# License Donations



## JFF (Oct 7, 2020)

Here we will give an indication of how the money was used.

First of all, the license for XF 2.2 is pending. It makes sense to get a Second Hand License here (cheaper, we hardly upgrade).

This is now in progress.

Reactions: Like 5


----------



## JFF (Oct 8, 2020)

The progress so far now is, that we need to withdraw the money. I am currently in talks for to get a license for 125 $ instead of 165 $.


----------



## T-Pein™ (Oct 9, 2020)

Mbxx said:


> The progress so far now is, that we need to withdraw the money. I am currently in talks for to get a license for 125 $ instead of 165 $.



Art of the Deal!
that's a great discount


----------



## JFF (Oct 12, 2020)

So a new license was acquired for 110 $ with some luck, buying the gallery next for 65 $ + Vat. And there go 185,4 $.


----------



## JFF (Oct 12, 2020)

We will test XF 2.2 soon, set this up and then add / buy the other plugins. Step for step. This will require a little time, since we (rather I) need to recreate the skins.


----------



## T-Pein™ (Oct 12, 2020)

Hopefully the transition goes smoothly and no features break.


----------



## Cardboard Tube Knight (Oct 13, 2020)

Will it look mostly the same?


----------



## JFF (Oct 13, 2020)

Cardboard Tube Knight said:


> Will it look mostly the same?



Well yes, but expect many better features. Especially for mobile.

Reactions: Optimistic 2


----------



## Mider T (Oct 13, 2020)

I'm just glad you said License and not Licence


----------



## JFF (Oct 13, 2020)

Mider T said:


> I'm just glad you said License and not Licence



Isn't it the same ?


----------



## Gibbs (Oct 14, 2020)

Mbxx said:


> The progress so far now is, that we need to withdraw the money. I am currently in talks for to get a license for 125 $ instead of 165 $.

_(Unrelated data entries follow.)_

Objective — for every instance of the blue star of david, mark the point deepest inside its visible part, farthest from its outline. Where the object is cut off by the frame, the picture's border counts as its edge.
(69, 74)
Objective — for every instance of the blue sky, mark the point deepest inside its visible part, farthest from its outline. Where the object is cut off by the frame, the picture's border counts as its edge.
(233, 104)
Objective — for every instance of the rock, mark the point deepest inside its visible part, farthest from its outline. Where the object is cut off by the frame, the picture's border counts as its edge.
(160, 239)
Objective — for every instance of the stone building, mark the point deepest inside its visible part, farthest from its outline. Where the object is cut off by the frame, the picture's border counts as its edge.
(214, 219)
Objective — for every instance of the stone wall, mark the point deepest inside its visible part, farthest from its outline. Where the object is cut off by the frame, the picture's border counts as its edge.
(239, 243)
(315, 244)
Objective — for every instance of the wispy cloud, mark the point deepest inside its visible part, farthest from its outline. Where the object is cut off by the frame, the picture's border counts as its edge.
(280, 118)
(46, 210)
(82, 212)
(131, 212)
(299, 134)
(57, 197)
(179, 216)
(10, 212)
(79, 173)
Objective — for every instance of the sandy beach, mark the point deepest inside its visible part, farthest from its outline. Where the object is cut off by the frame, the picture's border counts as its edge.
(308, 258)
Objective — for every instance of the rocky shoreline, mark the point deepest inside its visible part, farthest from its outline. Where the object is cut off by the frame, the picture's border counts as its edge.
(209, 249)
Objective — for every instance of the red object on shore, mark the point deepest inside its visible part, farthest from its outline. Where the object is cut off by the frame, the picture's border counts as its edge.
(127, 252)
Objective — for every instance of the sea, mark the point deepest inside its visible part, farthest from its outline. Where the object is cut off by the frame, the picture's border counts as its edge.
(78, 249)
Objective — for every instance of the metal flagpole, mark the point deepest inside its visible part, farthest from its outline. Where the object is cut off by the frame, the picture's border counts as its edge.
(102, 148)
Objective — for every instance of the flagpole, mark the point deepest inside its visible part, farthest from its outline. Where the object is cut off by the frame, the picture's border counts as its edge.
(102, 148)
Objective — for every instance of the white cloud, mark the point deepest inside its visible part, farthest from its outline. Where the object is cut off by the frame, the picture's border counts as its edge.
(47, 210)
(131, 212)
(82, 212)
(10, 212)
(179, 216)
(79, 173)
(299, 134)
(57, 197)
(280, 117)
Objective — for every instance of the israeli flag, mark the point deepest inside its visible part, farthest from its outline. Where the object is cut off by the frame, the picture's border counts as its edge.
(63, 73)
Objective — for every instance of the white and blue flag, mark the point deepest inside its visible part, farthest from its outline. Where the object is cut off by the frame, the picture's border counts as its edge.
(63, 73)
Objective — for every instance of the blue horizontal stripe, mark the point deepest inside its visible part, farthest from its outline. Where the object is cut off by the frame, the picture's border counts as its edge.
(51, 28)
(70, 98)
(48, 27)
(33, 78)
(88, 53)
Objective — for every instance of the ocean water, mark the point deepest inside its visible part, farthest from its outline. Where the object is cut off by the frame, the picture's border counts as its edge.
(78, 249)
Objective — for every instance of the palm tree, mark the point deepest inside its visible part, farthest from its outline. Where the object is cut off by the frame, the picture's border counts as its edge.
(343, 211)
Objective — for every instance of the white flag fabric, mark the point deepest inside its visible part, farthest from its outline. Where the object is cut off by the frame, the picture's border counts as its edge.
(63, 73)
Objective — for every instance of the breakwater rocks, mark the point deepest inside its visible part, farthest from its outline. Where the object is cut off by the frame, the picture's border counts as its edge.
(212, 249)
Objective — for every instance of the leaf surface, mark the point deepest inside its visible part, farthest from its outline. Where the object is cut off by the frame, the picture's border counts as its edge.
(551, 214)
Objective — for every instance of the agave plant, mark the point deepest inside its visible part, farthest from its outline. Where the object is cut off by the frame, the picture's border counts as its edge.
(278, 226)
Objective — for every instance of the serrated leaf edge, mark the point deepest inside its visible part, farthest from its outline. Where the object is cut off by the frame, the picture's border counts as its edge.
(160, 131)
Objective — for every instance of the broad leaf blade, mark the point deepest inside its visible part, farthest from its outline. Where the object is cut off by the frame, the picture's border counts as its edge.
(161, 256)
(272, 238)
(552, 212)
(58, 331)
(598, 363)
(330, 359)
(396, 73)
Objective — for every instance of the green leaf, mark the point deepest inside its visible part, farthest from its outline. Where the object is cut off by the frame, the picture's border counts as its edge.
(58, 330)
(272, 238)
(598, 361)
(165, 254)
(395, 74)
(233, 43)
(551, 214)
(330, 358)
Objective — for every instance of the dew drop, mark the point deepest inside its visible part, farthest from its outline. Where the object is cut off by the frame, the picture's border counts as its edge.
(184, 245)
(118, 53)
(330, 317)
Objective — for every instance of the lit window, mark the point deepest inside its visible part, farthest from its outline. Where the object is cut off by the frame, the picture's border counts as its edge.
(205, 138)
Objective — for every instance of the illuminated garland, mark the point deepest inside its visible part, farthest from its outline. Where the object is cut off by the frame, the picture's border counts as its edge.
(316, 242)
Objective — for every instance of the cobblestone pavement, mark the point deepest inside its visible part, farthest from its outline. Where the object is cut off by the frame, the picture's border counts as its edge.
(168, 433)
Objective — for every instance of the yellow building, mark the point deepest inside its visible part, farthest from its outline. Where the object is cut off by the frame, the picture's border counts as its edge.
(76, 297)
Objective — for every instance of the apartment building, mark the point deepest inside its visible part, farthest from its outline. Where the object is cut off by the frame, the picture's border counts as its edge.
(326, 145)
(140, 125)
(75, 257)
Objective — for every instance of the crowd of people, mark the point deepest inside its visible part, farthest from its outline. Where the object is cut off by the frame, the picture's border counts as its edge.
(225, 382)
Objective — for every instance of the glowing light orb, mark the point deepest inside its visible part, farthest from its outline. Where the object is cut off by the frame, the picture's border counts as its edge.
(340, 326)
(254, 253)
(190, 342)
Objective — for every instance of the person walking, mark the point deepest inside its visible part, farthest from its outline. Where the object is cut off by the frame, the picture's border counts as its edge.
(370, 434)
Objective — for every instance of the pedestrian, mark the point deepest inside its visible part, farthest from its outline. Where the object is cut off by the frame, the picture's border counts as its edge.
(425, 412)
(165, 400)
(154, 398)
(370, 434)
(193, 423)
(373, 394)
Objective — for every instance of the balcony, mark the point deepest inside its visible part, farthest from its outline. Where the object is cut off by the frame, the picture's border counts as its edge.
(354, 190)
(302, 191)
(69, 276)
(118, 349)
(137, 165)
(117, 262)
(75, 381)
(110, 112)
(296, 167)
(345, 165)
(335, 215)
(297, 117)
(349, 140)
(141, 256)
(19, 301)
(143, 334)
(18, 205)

Do you own this place now instead of Tazmo?


----------



## Cardboard Tube Knight (Oct 17, 2020)

Do we get that Princess Peach skin you promised us now?


----------



## Eros (Oct 17, 2020)

Cardboard Tube Knight said:


> Do we get that Princess Peach skin you promised us now?


And how about...


----------



## Cardboard Tube Knight (Oct 17, 2020)

I will design a Peach banner and come up with some colors if they'll put it up. It's not like it's beyond me. I've got 50$ worth of Adobe subscriptions itching to get used.


----------



## Eros (Oct 18, 2020)

Cardboard Tube Knight said:


> I will design a Peach banner and come up with some colors if they'll put it up. It's not like it's beyond me. I've got 50$ worth of Adobe subscriptions itching to get used.


If you added Bowsette, it would be lulzy. NGL.


----------



## Cardboard Tube Knight (Oct 18, 2020)

Shinra Kusakabe said:


> If you added Bowsette, it would be lulzy. NGL.

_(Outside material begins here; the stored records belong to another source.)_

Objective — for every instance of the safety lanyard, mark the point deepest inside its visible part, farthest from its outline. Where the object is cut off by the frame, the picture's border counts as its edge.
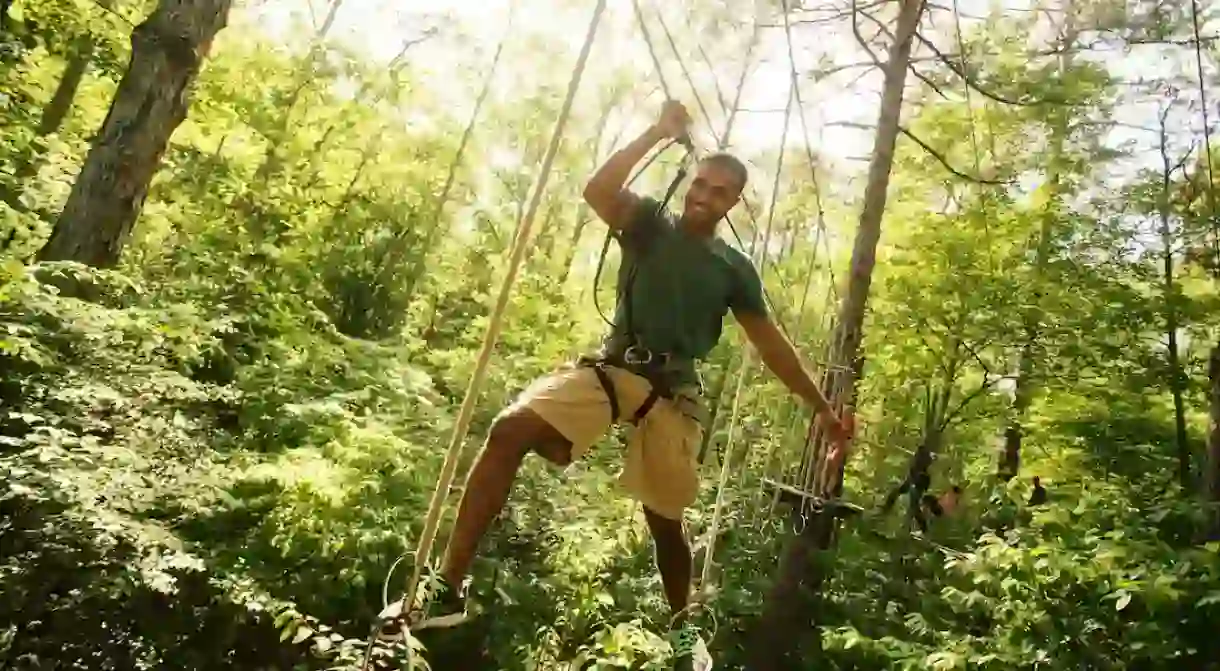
(626, 283)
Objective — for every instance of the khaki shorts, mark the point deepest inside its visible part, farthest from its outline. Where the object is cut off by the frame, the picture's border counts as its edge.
(660, 470)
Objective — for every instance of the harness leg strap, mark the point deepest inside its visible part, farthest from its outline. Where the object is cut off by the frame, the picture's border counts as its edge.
(608, 387)
(649, 401)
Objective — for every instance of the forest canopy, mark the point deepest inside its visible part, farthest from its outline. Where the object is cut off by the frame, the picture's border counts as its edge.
(254, 254)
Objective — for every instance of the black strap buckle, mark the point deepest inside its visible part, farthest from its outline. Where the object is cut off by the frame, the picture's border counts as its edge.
(637, 355)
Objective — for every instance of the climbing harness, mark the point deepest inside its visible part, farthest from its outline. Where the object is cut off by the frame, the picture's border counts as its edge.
(656, 367)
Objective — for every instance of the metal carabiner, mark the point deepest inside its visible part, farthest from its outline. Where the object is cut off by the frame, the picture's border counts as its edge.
(631, 355)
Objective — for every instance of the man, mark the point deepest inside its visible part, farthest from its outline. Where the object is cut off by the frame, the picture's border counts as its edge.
(676, 284)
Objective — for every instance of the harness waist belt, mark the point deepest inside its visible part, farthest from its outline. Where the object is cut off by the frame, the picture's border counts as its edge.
(654, 369)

Bowsette is 2 years old now. That's like 40 in Meme years.


----------



## SoulFire (Oct 19, 2020)

I want a My Hero Academia skin!!

Reactions: Like 1


----------



## Ral (Oct 23, 2020)

Looking forward to the upgrade!! XenForo 2 comes jammed packed with cool features, though reactions no longer require a 3rd party add-on, which is AMAZING 

Can't say the same for reputation, there are options, though, but I believe the creator of the add-on you all use here has no plans on porting it for XF2. Unless, however, you created a custom add-on yourselves? In any case, I have PHP knowledge/experience if you all need help with attempting to port the rep add-on/system to XF 2.2.

Theming/Skinning on XF2 is a bit different as well, though I worked my way around the troubling issues and the mobile experience overall is sweet.

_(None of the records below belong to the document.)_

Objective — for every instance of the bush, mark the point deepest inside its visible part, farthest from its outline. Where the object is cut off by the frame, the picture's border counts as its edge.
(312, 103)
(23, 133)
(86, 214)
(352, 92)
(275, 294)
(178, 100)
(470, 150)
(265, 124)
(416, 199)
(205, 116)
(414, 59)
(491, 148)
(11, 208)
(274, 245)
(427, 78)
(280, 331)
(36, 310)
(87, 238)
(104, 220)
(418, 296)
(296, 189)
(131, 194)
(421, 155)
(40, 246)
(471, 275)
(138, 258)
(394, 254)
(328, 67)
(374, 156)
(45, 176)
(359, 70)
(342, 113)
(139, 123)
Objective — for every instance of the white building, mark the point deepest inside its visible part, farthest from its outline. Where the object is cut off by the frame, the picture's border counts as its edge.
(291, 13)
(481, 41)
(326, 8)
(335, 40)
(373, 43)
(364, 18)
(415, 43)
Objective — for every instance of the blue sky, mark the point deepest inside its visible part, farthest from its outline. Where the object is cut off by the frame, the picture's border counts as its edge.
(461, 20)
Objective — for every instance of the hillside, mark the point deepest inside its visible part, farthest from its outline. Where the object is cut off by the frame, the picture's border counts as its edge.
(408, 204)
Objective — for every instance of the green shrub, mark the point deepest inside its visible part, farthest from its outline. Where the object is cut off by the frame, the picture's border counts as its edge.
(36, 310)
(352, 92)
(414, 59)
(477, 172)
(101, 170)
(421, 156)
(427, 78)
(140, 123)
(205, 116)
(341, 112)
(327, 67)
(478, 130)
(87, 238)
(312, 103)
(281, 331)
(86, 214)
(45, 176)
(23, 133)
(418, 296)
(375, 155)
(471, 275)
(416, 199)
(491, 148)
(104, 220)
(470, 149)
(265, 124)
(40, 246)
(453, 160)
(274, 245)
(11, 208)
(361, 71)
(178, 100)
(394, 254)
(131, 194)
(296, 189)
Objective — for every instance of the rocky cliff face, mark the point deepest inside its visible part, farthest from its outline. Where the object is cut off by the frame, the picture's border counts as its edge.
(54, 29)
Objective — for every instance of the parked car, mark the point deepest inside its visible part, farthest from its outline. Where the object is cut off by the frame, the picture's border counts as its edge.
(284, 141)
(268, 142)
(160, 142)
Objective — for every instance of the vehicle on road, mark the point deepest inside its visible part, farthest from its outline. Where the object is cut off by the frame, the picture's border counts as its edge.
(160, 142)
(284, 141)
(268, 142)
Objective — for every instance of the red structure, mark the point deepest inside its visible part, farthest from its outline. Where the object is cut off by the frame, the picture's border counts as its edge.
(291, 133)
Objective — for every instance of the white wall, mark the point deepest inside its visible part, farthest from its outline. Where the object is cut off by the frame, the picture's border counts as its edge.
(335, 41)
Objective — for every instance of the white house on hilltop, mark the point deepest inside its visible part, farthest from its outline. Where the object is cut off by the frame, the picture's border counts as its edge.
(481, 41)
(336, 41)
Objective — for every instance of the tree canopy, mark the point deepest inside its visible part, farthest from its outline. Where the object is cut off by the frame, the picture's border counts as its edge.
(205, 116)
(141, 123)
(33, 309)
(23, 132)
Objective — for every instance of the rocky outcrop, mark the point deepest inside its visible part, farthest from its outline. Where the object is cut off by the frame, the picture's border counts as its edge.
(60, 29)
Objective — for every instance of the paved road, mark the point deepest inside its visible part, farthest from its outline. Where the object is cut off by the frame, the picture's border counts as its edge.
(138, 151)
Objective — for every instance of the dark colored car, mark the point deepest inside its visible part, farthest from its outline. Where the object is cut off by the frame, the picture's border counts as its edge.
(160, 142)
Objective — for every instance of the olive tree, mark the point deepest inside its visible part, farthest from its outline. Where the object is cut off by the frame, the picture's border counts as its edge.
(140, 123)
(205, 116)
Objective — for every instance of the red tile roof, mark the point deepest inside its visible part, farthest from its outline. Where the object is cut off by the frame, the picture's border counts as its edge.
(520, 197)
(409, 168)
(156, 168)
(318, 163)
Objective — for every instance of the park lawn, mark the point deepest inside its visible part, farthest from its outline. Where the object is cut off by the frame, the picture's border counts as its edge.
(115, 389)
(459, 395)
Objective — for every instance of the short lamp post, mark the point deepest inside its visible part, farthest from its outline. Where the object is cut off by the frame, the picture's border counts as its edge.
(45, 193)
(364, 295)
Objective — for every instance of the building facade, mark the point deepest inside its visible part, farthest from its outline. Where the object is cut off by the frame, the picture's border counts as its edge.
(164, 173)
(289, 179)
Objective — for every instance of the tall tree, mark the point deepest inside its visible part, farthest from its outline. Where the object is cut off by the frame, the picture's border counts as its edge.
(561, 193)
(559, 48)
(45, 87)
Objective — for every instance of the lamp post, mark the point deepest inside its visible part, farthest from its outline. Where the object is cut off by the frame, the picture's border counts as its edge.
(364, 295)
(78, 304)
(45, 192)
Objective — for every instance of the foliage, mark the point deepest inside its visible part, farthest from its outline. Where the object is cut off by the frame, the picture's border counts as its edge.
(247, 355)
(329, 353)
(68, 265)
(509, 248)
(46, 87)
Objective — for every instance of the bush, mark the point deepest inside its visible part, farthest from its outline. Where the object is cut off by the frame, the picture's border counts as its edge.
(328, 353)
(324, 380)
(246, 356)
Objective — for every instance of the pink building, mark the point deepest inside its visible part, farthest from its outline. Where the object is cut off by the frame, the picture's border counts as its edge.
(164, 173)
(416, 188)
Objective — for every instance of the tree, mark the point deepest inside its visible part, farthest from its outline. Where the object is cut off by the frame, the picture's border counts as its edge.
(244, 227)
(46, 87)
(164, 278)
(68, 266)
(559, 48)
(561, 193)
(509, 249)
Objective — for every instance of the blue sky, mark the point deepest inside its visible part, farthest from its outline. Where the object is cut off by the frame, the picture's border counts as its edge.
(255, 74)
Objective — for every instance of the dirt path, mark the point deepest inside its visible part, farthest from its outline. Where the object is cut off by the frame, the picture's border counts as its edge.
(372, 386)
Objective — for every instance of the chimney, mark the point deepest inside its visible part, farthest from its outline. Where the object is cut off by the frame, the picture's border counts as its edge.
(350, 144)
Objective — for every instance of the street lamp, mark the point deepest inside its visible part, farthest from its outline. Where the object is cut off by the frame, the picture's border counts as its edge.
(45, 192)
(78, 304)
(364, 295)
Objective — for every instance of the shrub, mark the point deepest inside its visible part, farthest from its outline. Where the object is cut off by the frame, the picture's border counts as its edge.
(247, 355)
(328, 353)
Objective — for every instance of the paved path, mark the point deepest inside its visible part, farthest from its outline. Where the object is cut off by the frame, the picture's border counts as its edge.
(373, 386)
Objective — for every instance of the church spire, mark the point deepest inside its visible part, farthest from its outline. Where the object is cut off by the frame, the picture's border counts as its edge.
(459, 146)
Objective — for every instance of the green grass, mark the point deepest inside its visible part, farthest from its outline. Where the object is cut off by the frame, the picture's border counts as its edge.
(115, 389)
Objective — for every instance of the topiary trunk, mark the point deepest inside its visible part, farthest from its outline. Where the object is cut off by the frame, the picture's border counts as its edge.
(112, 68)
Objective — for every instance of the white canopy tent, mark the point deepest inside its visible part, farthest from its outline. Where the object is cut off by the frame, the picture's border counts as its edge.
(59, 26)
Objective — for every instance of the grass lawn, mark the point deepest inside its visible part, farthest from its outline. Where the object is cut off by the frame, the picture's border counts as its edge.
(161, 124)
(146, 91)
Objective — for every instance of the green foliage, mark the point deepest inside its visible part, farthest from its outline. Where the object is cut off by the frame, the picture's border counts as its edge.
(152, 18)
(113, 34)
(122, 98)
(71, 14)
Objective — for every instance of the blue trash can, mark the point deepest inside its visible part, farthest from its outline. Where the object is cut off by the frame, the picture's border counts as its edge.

Last per not least, the smiley/emoticon system is much smoother.

Feel free to reach out to me, Mbxx, if you require assistance in any way, I wish to give back to the forum that started my Internet journey!

Edit: Btw, auto-correct keeps trying to replace "Mbxx" with "Max" so, I think I'll call you Max from now on


----------



## JFF (Oct 23, 2020)

Ral said:


> Looking forward to the upgrade!! XenForo 2 comes jammed packed with cool features, though reactions no longer require a 3rd party add-on, which is AMAZING
> 
> Can't say the same for reputation, there are options, though, but I believe the creator of the add-on you all use here has no plans on porting it for XF2. Unless, however, you created a custom add-on yourselves? In any case, I have PHP knowledge/experience if you all need help with attempting to port the rep add-on/system to XF 2.2.
> 
> ...




"reactions no longer require a 3rd party add-on" ?

So for update; I created pretty much 7 skins and more to come for @dream and @Naruto.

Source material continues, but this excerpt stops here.